Le monde musical a placé l'année 2010 sous le signe de Frédéric Chopin (1810-1849), qui a eu deux pays (Pologne et France) mais un seul royaume: le piano, dont il reste le maître le plus aimé des spécialistes comme du grand public, 200 ans après sa naissance.

Chopin n'est pas le seul compositeur dont on fête l'anniversaire, mais le sien devrait éclipser celui de l'Allemand Robert Schumann, autre figure de la «génération 1810».

Les institutions et l'industrie musicales n'ont pas attendu la date anniversaire (le 1er mars selon le compositeur et sa famille, le 22 février selon l'acte de baptême) pour lancer des centaines d'initiatives.

Festivals, concerts, événements audiovisuels, expositions et publications de livres et coffrets de disques vont se succéder en l'honneur de ce compositeur subtil, pianiste virtuose et pédagogue recherché.

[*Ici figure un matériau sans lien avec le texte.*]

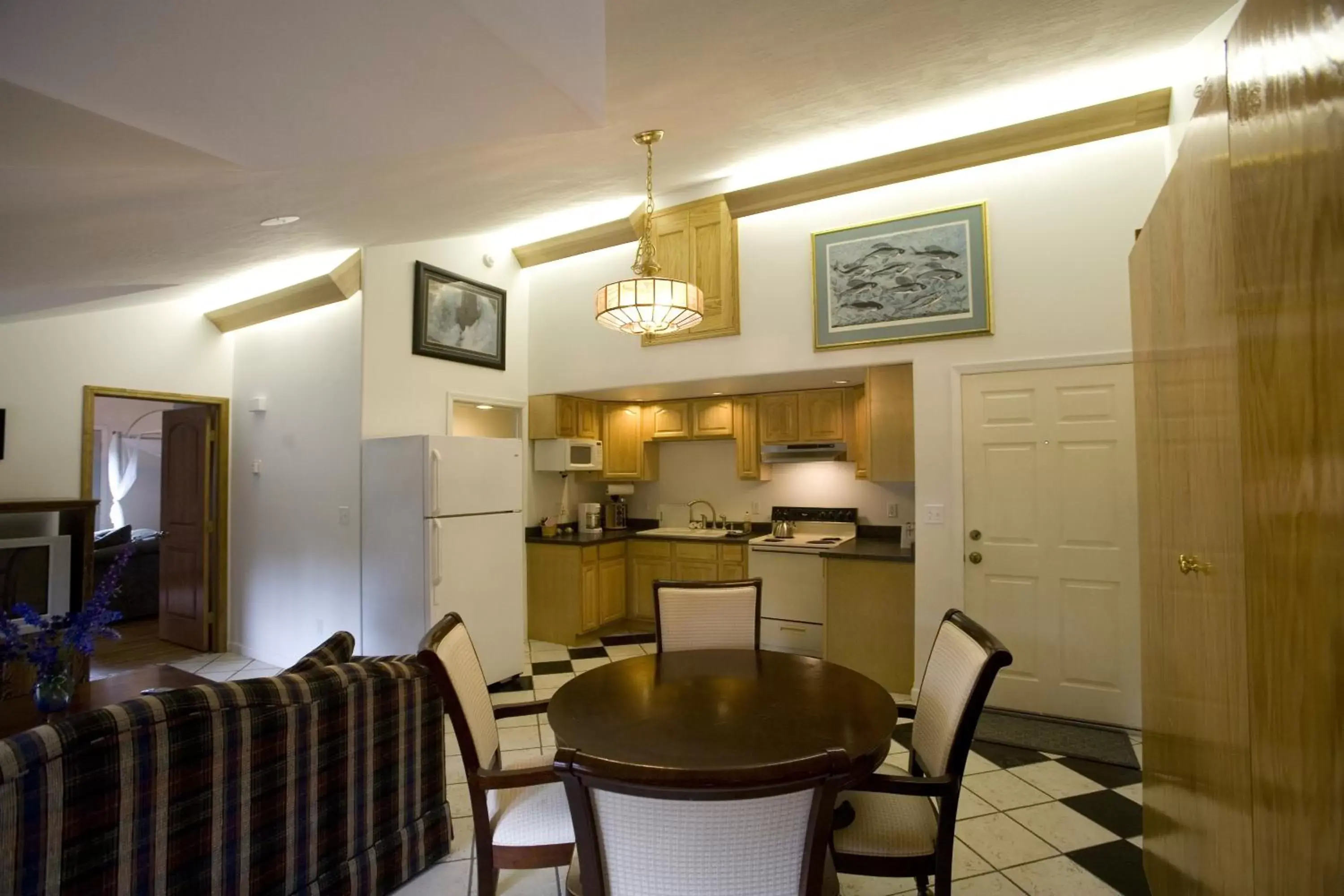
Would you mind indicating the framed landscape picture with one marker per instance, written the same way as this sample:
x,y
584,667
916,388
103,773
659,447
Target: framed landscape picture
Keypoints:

Frédéric Chopin est né d'une mère polonaise et d'un père français à Zelazowa Wola, au coeur de cette Pologne qui marquera tant sa musique (Polonaises, Mazurkas) volontiers nostalgique.

Il quittera en 1830 Varsovie, occupée par les Russes, pour gagner Vienne puis la France, où il fréquentera le milieu artistique (le compositeur Vincenzo Bellini, le peintre Eugène Delacroix) et composera l'essentiel de son oeuvre, entre Paris et la demeure rurale de sa muse George Sand à Nohant, dans le centre de la France.

Mort le 17 octobre 1849, Chopin repose au cimetière parisien du Père-Lachaise -- sa tombe y est constamment fleurie -- à l'exception de son coeur, conservé en l'église Saint-Croix de Varsovie, comme un signe de sa double appartenance franco-polonaise.

Les deux pays n'ont d'ailleurs pas lésiné sur les moyens pour honorer leur grand musicien, mettant chacun en place un comité destiné à encourager et fédérer les initiatives.

Le commissaire polonais de l'année Chopin 2010, Waldemar Dabrowski, ancien ministre de la Culture, n'a pas caché que les festivités prévues constitueraient «la plus grande campagne de promotion de la Pologne d'aujourd'hui». Encore «plus grande que l'organisation de l'Euro 2012 de football en Pologne, qui ne dure que quelque semaines», a-t-il souligné.

En France aussi, «où l'on aime beaucoup les dates, le bicentenaire d'un compositeur aussi connu suscite de l'intérêt», assure à l'AFP le commissaire des célébrations françaises, Alain Duault.

«Tous ceux qui se sont essayé au piano ont joué -- et parfois massacré ! -- ce compositeur adepte des petites formes, qui sont comme des lettres d'amour et de tristesse écrites au clavier», précise-t-il pour expliquer la popularité de Chopin, qui a composé avec parcimonie (une vingtaine d'heures de musique au total).

Cet art de la miniature explique pourquoi Chopin a débordé le cadre classique pour inspirer la chanson, notamment celle de Serge Gainsbourg, qui a puisé trois de ses titres, dont le fameux Lemon Incest, dans la musique du Franco-Polonais.

Archétype du musicien romantique, à la vie courte et douloureuse -- tuberculeux, il est mort à 39 ans -- et aux amours tumultueuses, Chopin disait ne chercher «qu'à exprimer l'âme et le coeur de l'homme».

«On l'a transformé trop longtemps en compositeur pour jeunes filles en fleur ou chambre de malade, alors qu'il y a dans son oeuvre du sang et de la chair, de manière concentrée, sans mièvrerie ni pathos», estime Alain Duault, qui parle d'une «musique à la fois simple et sophistiquée, qui parle au coeur de tous».

L'organisateur verrait bien le grand homme entrer courant 2010 au Panthéon, ce qui serait selon lui non pas une manoeuvre de récupération française, mais «un grand geste culturel et européen». «L'Elysée n'y est pas hostile», affirme-t-il.